Attempts had been reported of desperate clinicians ‘in the field’ splitting ventilators but the results were not ideal, lacking individual ventilation monitoring for each patient, among other issues.
Within five weeks Combilift’s team had developed the Combi-Ventilate, a splitter device that turns one ventilator into multiple ventilator stations.
The device supports a much higher level of care for patients than previous attempts to split ventilators, and much greater levels of assurance for clinicians.
It moved into laboratory testing under Professor Gerard Curley, Professor of Anaesthesia and Critical Care at the Royal College of Surgeons in Ireland and Consultant in Anaesthesia and Intensive Care at Dublin’s Beaumont Hospital.
It was developed in collaboration with the HSE, led by Dr Michael Power, National Clinical Lead of the HSE’s Critical Care Programme.
In his previous career as an ICU consultant, “the furthest thing from my mind was that we wouldn’t have enough ventilators,” says Dr Power.
The Combi-Ventilate will be of incalculable value in health systems which are ‘out of resource’. “It does away with that horrible, clinical dilemma of ‘the last ventilator’, the scenario where a patient might not have access to a ventilator because there is just one left,” he says.
The Combi-Ventilate system uses standard pipes and fittings for easy assembly. Its individual patient filters prevent cross contamination. Other features include non-return valves, HEPA filters, flow sensors and an automatic flow control valve.
Each patient has a dedicated digital screen which allows medical professionals to individually monitor their vital information. This includes live values, data on patient history, statistics and adjustable alarm settings. Any abnormalities detected by the system trigger only a specific patient’s alarm.
The Combi-Ventilate also has automatically adjustable flow control valves which allow the health service professional to control the tidal volume to each patient electronically, without having to make manual adjustments.
“The Combi-Ventilate is safe and reliable. It is an engineered solution which delivers the correct volume of air to each patient safely and reliably,” says Dr Power.
Monaghan based Combilift employs 700 staff and sells into 85 countries. Though it specialises in materials handling equipment, in fact analysing problems to come up with effective solutions is its stock in trade.

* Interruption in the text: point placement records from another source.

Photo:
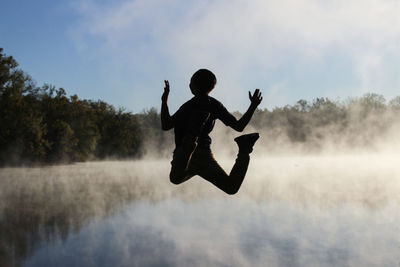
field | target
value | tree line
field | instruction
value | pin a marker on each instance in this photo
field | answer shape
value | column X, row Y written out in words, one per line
column 42, row 124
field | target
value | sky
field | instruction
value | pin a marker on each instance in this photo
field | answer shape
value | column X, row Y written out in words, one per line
column 121, row 51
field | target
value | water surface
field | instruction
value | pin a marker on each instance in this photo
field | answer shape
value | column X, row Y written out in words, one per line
column 290, row 211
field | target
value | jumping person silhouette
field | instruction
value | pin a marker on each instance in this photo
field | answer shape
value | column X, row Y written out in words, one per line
column 192, row 124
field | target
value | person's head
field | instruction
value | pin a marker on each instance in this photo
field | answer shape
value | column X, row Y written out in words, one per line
column 202, row 82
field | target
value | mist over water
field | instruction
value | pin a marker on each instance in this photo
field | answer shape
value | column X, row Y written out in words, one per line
column 292, row 210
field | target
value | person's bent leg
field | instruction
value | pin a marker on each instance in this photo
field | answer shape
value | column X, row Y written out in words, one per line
column 215, row 174
column 183, row 153
column 181, row 159
column 231, row 183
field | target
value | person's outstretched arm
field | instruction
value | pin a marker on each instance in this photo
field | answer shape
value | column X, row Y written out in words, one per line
column 166, row 120
column 255, row 100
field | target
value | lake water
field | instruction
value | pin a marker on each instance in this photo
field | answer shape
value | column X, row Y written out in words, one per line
column 341, row 210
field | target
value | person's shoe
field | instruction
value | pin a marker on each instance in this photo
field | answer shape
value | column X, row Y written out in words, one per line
column 246, row 142
column 197, row 121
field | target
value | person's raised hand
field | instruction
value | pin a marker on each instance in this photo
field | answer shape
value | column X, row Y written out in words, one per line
column 164, row 97
column 256, row 98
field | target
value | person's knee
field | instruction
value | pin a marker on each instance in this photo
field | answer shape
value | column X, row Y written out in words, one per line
column 231, row 190
column 175, row 179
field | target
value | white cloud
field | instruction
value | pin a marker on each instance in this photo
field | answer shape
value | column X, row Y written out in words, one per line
column 236, row 37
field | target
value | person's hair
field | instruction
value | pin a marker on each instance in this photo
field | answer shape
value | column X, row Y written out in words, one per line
column 203, row 80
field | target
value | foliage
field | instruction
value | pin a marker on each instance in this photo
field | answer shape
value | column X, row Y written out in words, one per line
column 43, row 124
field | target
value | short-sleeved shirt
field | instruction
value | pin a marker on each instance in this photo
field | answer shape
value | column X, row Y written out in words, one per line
column 205, row 103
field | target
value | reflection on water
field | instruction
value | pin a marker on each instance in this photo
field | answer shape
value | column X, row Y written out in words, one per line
column 291, row 211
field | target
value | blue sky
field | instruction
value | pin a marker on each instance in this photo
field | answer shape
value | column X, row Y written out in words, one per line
column 121, row 51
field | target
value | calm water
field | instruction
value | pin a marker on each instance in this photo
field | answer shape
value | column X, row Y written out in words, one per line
column 291, row 211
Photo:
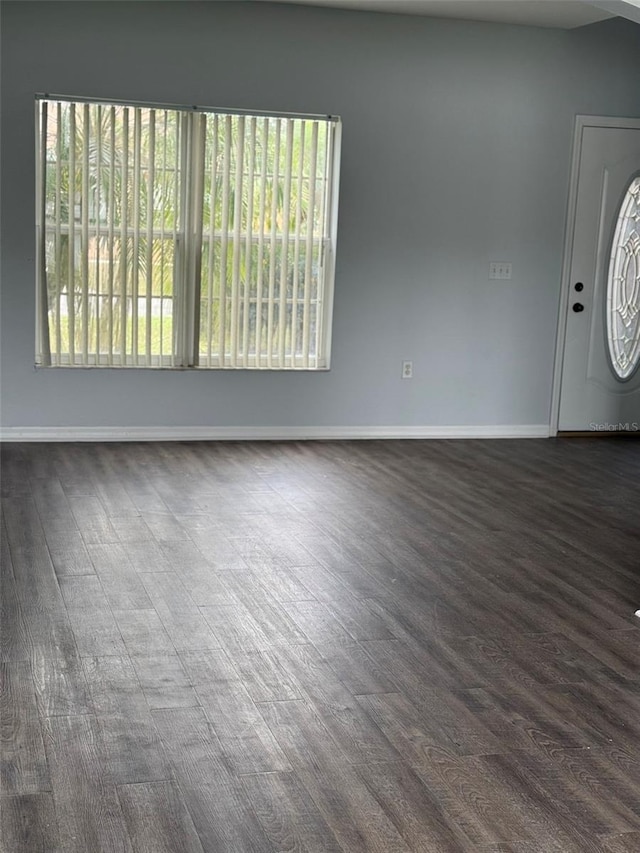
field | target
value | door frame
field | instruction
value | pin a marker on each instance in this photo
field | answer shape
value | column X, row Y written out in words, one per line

“Manufacturing medical devices is not our core business. When we are developing equipment, we listen closely to our customers in order to perfect and improve the product. That approach in our collaboration with the HSE is what has really got us where we are today,” says McVicar.
Ventilators are very complex and very hard to manufacture. “It’s difficult to make reliable and safe solutions, and a lot of companies are trying that have never done it before. What we decided to do instead was provide a solution that works with existing ventilator brands which have been proven over many years, and create an automated splitter system which is very reliable and safe.”
The Combi-Ventilate system is being developed on a not for profit basis and will be of particular benefit to healthcare systems in the developing world.
“This is very much designed as an attachment which can be added to any brand of ventilator. It costs a fraction of a standard ventilator and can be installed very easily into an ICU unit environment. This is a not-for-profit activity which we hope will open up more opportunities for Combilift in the medical device area in future,” says McVicar.
The life saving device is only the latest in a series of virus-related innovations to have emerged from Ireland in recent weeks, according to Julie Sinnamon, CEO of Enterprise Ireland, the country’s trade and innovation agency.
“Irish companies are innovating in response to the Covid-19 pandemic and it is exciting to see Combilift, who have always been at the forefront of innovation in the forklift and handling sector, use its manufacturing expertise to develop the Combi-Ventilate, which will help address the urgent global demand for ventilators,” she says.